As Conservatives Reel ...

Fewer are in denial about the extent of the Bush-Rove-Cheney implosion. The Washington Times:

His biggest black mark, in our view, is that domestic spending exploded, with his acquiescence, encouragement, or fecklessness, and Mr. Bush presided over the largest increase in federal spending since LBJ's Great Society. This included the Medicare prescription-drug entitlement program enacted in 2003 that added more than $17 trillion to federal liabilities over the "infinite horizon" - an amount greater than the entire annual output of the U.S. economy. ... In the end, the Bush presidency was something of a mixed bag: massive increases in the power of the federal Leviathan was the dark side. But President Bush's most important legacy is the fact that he kept Americans safe after September 11.

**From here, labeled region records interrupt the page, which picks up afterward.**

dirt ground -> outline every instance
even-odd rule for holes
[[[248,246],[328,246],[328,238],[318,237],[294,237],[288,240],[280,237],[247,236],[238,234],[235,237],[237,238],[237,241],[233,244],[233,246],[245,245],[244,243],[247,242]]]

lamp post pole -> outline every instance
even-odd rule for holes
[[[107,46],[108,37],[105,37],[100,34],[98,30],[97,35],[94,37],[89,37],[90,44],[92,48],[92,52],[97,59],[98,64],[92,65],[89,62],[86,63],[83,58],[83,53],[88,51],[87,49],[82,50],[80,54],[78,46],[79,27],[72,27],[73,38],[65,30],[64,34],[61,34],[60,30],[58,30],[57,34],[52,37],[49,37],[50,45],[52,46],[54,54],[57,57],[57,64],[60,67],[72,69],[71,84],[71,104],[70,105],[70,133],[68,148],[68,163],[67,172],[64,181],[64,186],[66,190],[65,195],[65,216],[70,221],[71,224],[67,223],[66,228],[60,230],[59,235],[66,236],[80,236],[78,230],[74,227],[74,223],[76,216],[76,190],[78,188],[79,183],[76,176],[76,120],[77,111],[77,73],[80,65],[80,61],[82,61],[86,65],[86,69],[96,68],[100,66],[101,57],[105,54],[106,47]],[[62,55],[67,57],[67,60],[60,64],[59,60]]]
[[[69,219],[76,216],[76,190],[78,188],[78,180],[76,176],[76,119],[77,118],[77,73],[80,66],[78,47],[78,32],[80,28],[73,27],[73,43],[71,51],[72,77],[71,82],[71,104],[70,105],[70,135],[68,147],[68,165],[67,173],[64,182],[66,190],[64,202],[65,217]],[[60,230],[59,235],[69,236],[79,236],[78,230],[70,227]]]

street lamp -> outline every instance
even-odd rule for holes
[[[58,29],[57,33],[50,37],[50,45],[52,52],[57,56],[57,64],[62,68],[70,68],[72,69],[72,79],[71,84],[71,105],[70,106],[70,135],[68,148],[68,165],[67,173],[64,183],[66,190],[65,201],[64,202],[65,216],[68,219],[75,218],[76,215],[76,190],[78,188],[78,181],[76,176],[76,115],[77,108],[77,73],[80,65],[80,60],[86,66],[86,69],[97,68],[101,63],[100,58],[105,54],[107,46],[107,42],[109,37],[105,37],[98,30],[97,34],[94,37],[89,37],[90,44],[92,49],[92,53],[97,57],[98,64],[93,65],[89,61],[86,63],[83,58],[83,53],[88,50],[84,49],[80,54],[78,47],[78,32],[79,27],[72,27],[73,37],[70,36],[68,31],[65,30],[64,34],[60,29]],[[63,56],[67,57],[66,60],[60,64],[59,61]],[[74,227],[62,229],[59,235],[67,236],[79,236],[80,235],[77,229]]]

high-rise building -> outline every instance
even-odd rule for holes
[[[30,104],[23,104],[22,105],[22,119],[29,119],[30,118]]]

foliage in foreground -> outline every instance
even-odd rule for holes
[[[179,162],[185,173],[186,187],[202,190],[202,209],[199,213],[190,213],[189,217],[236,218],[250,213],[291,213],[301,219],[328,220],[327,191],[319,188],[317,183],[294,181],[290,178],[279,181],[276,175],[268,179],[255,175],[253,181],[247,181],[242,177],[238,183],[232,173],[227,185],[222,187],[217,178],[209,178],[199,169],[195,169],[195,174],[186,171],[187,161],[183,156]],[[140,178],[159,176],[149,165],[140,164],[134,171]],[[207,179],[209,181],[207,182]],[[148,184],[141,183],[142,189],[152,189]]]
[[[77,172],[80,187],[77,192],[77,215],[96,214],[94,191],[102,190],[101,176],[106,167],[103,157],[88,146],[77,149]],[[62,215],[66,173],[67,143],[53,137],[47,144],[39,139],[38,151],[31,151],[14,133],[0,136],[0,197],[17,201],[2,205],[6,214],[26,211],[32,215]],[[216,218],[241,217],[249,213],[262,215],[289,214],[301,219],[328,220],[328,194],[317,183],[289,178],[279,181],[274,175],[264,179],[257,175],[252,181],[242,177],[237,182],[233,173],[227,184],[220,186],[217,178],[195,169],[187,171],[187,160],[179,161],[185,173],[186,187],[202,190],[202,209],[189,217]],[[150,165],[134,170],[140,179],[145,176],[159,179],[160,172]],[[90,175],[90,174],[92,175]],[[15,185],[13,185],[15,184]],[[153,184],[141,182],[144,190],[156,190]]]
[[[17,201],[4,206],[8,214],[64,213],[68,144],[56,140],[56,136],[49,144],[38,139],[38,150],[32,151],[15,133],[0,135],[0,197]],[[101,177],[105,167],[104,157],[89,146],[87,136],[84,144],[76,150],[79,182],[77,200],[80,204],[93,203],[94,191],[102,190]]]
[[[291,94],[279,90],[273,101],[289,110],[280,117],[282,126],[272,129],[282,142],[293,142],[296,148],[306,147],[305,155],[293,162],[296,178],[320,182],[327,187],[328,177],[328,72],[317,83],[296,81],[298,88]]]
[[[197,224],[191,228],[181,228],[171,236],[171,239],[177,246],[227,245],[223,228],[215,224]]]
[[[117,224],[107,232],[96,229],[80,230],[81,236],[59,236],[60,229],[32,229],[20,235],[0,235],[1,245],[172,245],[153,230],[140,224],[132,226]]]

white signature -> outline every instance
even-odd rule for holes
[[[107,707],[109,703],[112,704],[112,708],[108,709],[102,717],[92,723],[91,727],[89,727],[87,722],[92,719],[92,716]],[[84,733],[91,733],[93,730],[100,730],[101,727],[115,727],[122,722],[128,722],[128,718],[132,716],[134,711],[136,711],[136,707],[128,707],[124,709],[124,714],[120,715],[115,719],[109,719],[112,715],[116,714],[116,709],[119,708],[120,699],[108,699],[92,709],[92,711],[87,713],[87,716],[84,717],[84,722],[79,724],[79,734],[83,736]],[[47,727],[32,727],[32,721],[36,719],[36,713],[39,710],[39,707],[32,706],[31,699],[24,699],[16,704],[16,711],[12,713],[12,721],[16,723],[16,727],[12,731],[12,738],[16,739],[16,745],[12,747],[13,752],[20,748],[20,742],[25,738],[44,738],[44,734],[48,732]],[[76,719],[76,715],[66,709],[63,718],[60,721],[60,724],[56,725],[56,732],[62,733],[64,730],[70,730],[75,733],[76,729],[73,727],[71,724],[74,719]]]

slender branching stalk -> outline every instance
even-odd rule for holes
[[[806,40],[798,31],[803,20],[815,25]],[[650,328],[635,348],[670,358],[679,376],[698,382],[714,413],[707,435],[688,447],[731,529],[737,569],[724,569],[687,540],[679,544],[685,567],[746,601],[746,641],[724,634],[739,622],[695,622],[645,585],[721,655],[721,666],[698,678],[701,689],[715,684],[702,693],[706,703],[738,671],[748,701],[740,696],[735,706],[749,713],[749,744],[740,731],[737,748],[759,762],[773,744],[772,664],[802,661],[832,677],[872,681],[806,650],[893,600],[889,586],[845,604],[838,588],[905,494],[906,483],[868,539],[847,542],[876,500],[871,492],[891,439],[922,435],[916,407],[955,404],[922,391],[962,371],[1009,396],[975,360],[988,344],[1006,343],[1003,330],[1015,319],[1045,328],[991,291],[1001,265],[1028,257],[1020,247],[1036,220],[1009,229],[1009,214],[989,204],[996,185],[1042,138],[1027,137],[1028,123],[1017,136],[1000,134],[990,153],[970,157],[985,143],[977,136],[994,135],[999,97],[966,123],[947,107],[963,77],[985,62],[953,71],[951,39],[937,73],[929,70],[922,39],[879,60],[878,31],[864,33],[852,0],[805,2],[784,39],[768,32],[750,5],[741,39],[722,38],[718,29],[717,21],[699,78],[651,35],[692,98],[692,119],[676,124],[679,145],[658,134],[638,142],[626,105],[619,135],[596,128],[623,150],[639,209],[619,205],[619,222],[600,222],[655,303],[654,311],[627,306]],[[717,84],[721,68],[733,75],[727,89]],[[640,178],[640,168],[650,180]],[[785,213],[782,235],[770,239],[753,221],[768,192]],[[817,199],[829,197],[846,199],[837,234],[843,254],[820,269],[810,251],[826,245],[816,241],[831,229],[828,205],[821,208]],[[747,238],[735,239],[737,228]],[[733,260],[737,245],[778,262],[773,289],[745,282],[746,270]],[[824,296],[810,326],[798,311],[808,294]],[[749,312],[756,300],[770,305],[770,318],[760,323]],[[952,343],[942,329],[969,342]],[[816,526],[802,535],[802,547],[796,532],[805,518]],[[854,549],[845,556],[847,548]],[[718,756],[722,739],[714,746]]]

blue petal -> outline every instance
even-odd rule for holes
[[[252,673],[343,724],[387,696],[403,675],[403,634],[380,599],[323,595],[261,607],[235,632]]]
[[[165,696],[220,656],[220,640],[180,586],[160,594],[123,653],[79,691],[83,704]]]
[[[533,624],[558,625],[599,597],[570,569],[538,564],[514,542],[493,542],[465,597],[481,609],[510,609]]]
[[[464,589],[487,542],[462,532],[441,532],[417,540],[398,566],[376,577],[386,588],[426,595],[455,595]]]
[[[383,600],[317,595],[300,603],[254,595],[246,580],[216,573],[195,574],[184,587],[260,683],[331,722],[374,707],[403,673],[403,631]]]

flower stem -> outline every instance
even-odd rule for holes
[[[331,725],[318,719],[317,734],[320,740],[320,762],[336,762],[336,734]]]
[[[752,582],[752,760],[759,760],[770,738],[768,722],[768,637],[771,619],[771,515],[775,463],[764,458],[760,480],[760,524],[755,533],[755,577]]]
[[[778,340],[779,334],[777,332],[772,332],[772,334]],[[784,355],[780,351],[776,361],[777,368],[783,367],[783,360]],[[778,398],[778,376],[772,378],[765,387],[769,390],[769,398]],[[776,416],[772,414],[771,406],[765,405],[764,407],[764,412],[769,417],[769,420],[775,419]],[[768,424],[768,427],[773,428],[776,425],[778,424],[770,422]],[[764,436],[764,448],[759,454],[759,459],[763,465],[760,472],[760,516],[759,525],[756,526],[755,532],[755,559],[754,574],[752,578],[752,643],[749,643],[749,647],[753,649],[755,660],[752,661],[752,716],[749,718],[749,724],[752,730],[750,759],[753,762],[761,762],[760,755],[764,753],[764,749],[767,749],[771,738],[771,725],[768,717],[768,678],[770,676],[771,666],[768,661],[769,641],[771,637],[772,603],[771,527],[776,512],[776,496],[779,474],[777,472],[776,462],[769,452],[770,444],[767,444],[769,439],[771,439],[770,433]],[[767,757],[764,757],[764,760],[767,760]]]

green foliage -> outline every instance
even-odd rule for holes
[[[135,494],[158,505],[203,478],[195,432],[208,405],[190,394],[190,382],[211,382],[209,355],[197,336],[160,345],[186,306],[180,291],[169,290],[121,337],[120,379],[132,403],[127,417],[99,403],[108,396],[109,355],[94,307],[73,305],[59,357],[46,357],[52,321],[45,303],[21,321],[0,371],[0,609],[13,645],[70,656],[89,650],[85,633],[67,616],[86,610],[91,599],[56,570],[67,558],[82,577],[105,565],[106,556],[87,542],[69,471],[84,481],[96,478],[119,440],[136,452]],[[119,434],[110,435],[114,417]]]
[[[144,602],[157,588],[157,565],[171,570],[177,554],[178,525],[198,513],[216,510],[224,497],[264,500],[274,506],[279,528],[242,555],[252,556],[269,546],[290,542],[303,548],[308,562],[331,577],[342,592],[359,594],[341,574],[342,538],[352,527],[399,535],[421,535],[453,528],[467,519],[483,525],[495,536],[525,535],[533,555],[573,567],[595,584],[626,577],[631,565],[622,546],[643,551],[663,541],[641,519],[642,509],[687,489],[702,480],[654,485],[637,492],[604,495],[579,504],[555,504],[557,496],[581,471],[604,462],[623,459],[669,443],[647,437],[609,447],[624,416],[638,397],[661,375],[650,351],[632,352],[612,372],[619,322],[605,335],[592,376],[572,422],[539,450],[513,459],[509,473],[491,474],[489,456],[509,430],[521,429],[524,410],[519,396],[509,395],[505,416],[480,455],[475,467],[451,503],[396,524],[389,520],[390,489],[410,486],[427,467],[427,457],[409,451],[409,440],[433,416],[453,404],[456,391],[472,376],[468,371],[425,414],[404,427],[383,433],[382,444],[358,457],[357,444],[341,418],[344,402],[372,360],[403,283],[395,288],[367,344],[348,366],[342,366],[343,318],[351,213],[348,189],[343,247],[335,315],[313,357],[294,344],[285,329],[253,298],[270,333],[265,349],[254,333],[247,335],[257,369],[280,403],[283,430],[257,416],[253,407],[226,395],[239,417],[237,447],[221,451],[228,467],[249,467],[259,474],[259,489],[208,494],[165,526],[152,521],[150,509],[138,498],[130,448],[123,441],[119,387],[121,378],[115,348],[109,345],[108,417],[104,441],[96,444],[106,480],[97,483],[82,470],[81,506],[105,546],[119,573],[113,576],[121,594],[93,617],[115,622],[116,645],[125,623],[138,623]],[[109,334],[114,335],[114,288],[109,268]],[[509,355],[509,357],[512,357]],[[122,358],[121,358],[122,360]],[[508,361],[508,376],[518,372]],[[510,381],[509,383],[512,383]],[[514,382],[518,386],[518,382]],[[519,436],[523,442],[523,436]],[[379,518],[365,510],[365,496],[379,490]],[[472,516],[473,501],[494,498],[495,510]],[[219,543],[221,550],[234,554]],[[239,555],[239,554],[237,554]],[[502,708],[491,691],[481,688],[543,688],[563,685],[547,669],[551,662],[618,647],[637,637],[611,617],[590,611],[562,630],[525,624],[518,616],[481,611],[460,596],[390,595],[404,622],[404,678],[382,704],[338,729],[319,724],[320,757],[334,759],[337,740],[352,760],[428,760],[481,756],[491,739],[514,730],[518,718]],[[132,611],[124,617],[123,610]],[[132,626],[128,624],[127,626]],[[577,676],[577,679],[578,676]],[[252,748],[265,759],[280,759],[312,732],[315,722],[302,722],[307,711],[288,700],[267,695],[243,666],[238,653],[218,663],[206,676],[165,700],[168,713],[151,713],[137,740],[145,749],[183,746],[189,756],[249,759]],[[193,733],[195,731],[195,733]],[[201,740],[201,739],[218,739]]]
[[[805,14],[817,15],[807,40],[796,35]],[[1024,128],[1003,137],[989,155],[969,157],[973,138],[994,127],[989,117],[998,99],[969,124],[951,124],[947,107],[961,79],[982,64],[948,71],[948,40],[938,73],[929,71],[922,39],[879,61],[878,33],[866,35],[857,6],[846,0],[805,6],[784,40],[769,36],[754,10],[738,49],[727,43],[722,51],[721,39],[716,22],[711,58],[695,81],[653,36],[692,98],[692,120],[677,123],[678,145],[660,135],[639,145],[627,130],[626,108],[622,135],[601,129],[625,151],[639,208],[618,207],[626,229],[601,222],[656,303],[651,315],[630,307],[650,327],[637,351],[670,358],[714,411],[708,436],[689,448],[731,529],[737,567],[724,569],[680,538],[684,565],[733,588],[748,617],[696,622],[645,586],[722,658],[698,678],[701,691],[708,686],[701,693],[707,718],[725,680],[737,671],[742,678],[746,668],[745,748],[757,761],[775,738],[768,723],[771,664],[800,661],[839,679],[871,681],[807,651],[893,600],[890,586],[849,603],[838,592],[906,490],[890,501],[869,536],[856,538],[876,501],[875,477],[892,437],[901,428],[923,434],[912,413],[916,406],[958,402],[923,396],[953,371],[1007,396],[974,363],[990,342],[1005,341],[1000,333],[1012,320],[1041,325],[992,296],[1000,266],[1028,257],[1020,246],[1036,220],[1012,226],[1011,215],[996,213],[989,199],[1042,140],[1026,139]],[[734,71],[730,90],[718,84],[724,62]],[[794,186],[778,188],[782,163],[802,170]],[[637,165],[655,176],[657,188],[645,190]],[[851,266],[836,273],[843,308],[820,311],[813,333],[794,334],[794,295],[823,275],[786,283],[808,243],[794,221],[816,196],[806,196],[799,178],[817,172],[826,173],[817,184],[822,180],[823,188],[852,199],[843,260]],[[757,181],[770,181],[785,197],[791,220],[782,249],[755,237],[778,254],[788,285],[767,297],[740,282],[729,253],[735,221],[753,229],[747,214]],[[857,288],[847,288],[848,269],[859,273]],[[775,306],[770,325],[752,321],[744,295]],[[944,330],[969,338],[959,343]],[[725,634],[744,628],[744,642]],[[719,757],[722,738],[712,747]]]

The latter talking point remains as hard to gage as any. We simply do not know yet, from the vantage of history, whether Bush's record in preventing another 9/11 style attack was luck or design or some mix of the two. We don't talk of how Clinton "kept us safe" after the 1993 WTC attack - at least, I fail to remember that as a GOP talking point in 2000 - because from the vantage point of 2001, it didn't look so great.

I have a sinking feeling that we surrendered enormous amounts of freedom and the heart of the Constitution ... for the usual meager portions of pseudo-security. But the point is: I don't actually know. No one does, except those whose direct interest it is to defend their own record.